Query Table
This documentation is for an unreleased version of Apache Flink Table Store. We recommend you use the latest stable version.

Query Table #

You can directly SELECT the table in batch runtime mode of Flink SQL.

-- Batch mode, read latest snapshot
SET 'execution.runtime-mode' = 'batch';
SELECT * FROM MyTable;

Query Engines #

Table Store not only supports Flink SQL queries natively but also provides queries from other popular engines. See Engines

Query Optimization #

It is highly recommended to specify partition and primary key filters along with the query, which will speed up the data skipping of the query.

The filter functions that can accelerate data skipping are:

  • =
  • <
  • <=
  • >
  • >=
  • IN (...)
  • LIKE 'abc%'
  • IS NULL

Table Store will sort the data by primary key, which speeds up the point queries and range queries. When using a composite primary key, it is best for the query filters to form a leftmost prefix of the primary key for good acceleration.

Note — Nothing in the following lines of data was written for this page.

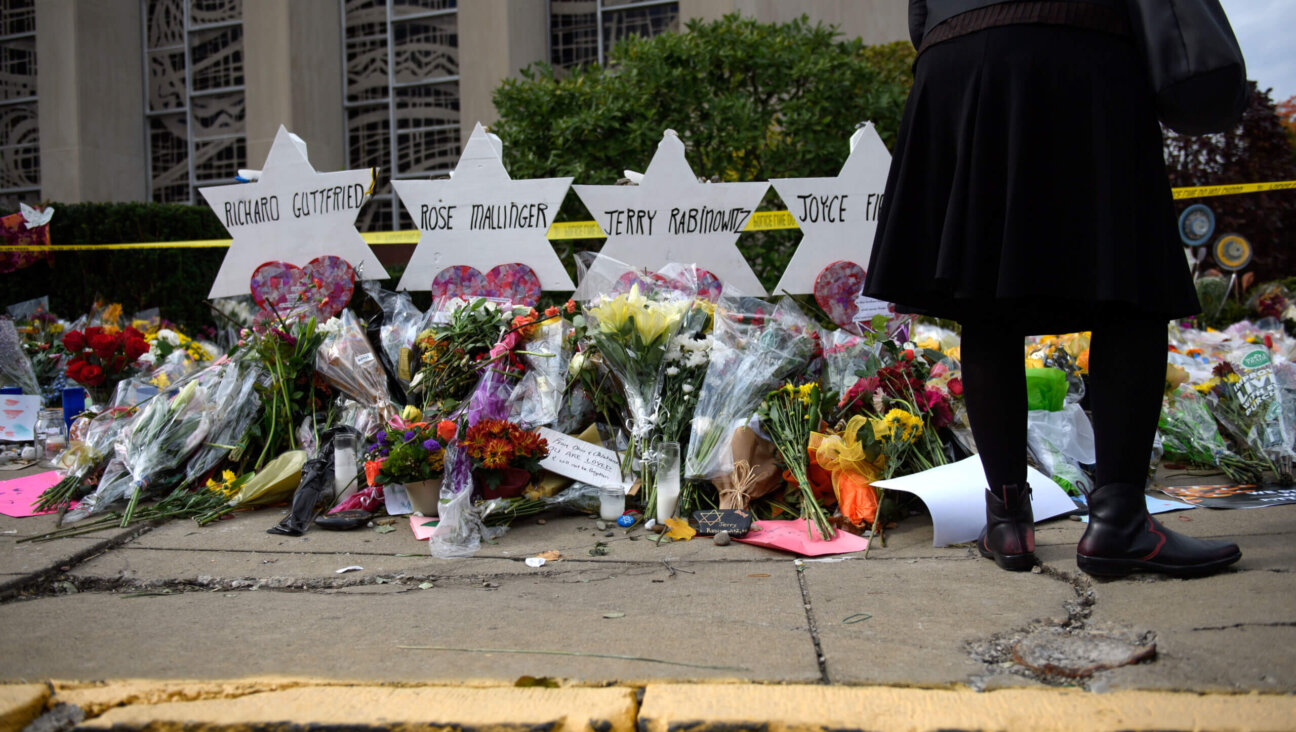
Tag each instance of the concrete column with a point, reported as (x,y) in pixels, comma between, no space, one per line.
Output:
(90,80)
(293,77)
(497,39)
(872,21)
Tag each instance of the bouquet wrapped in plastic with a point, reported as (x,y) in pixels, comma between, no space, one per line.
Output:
(235,408)
(1190,434)
(347,362)
(757,346)
(1248,403)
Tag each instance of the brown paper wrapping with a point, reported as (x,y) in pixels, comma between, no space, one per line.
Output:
(756,470)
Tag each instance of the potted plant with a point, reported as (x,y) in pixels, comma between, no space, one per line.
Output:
(506,457)
(412,456)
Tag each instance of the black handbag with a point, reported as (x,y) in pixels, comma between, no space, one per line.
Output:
(1195,64)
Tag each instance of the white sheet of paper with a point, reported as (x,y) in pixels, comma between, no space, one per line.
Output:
(18,415)
(837,215)
(1155,505)
(397,500)
(671,217)
(955,495)
(481,218)
(573,457)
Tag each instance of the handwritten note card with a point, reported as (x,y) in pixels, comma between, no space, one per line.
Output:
(18,417)
(573,457)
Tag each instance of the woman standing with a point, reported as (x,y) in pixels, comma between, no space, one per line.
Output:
(1028,194)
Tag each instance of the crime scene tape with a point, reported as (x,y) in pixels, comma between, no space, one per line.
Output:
(758,222)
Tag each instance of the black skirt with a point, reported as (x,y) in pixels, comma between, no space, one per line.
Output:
(1028,187)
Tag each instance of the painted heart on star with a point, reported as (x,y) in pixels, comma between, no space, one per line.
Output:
(515,283)
(323,286)
(839,290)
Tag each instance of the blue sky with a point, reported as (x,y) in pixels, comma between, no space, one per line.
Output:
(1266,29)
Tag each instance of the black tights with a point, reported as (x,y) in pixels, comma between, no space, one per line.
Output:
(1126,367)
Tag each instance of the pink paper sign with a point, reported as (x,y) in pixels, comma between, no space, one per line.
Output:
(515,283)
(791,537)
(18,495)
(325,284)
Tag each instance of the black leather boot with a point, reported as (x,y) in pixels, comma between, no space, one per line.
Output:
(1008,537)
(1122,539)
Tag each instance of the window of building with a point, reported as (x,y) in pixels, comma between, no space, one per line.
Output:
(20,135)
(401,91)
(193,75)
(582,31)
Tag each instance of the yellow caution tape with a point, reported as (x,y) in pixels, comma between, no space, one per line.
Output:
(758,222)
(1207,191)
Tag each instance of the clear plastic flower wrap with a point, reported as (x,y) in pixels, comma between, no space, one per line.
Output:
(538,397)
(14,364)
(844,354)
(347,362)
(757,346)
(167,429)
(1190,434)
(631,321)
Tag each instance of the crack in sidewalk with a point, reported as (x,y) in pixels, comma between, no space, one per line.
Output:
(810,622)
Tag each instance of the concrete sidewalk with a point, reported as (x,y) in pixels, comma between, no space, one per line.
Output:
(232,603)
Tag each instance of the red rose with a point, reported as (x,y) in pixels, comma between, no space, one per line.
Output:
(74,368)
(92,376)
(74,341)
(103,345)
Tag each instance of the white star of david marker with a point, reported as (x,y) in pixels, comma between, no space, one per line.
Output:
(671,217)
(482,218)
(290,214)
(837,215)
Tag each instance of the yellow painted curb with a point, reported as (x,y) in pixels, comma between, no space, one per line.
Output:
(20,704)
(482,710)
(683,708)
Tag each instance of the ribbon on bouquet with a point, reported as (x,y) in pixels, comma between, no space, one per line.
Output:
(843,456)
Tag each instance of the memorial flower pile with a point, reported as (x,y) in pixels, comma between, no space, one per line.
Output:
(101,356)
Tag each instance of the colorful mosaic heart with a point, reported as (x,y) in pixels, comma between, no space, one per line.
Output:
(515,283)
(839,290)
(323,286)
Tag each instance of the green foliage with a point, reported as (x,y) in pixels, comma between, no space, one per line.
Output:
(751,101)
(176,281)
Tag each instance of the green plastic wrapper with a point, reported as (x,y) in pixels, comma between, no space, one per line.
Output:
(1046,389)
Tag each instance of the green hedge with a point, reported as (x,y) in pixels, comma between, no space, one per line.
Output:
(174,280)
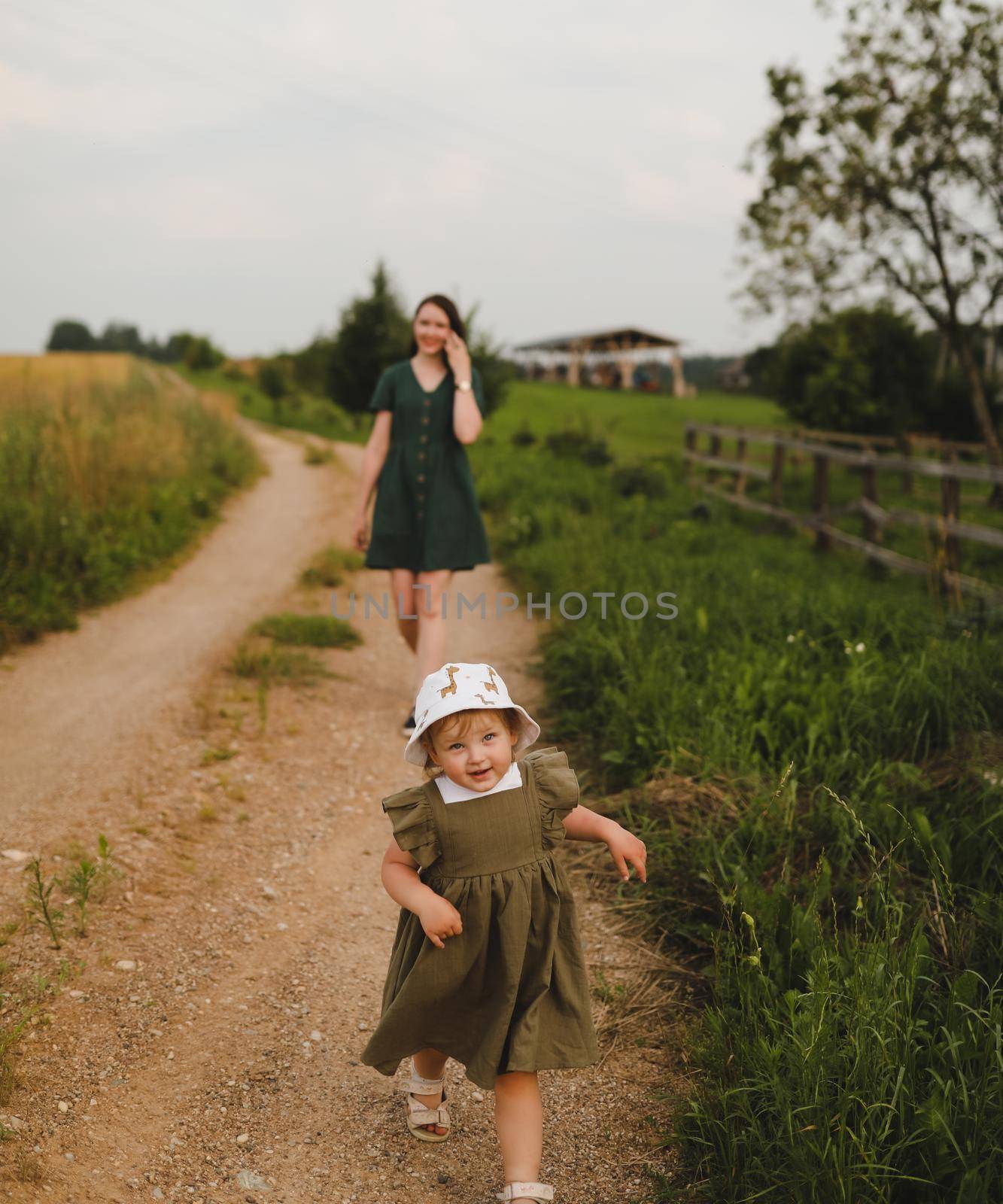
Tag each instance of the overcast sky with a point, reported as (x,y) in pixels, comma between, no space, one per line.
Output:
(239,168)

Suppose that a table has the following specification:

CREATE TABLE orders (
    catalog_id BIGINT,
    order_id BIGINT,
    .....,
    PRIMARY KEY (catalog_id, order_id) NOT ENFORCED -- composite primary key
)

The query obtains a good acceleration by specifying a range filter for the leftmost prefix of the primary key.

SELECT * FROM orders WHERE catalog_id=1025;

SELECT * FROM orders WHERE catalog_id=1025 AND order_id=29495;

SELECT * FROM orders
  WHERE catalog_id=1025
  AND order_id>2035 AND order_id<6000;

However, the following filter cannot accelerate the query well.

SELECT * FROM orders WHERE order_id=29495;

SELECT * FROM orders WHERE catalog_id=1025 OR order_id=29495;

Snapshots Table #

You can query the snapshot history information of the table through Flink SQL.

SELECT * FROM MyTable$snapshots;

+--------------+------------+-----------------+-------------------+--------------+-------------------------+
|  snapshot_id |  schema_id |     commit_user | commit_identifier |  commit_kind |             commit_time |
+--------------+------------+-----------------+-------------------+--------------+-------------------------+
|            2 |          0 | 7ca4cd28-98e... |                 2 |       APPEND | 2022-10-26 11:44:15.600 |
|            1 |          0 | 870062aa-3e9... |                 1 |       APPEND | 2022-10-26 11:44:15.148 |
+--------------+------------+-----------------+-------------------+--------------+-------------------------+
2 rows in set

By querying one table’s snapshots table, you can know the commit and expiration information about that table and time travel through the data.

Schemas Table #

You can query the historical schemas of the table through Flink SQL.

SELECT * FROM MyTable$schemas;

+-----------+--------------------------------+----------------+--------------+---------+---------+
| schema_id |                         fields | partition_keys | primary_keys | options | comment |
+-----------+--------------------------------+----------------+--------------+---------+---------+
|         0 | [{"id":0,"name":"word","typ... |             [] |     ["word"] |      {} |         |
|         1 | [{"id":0,"name":"word","typ... |             [] |     ["word"] |      {} |         |
|         2 | [{"id":0,"name":"word","typ... |             [] |     ["word"] |      {} |         |
+-----------+--------------------------------+----------------+--------------+---------+---------+
3 rows in set

You can join the snapshots table and schemas table to get the fields of given snapshots.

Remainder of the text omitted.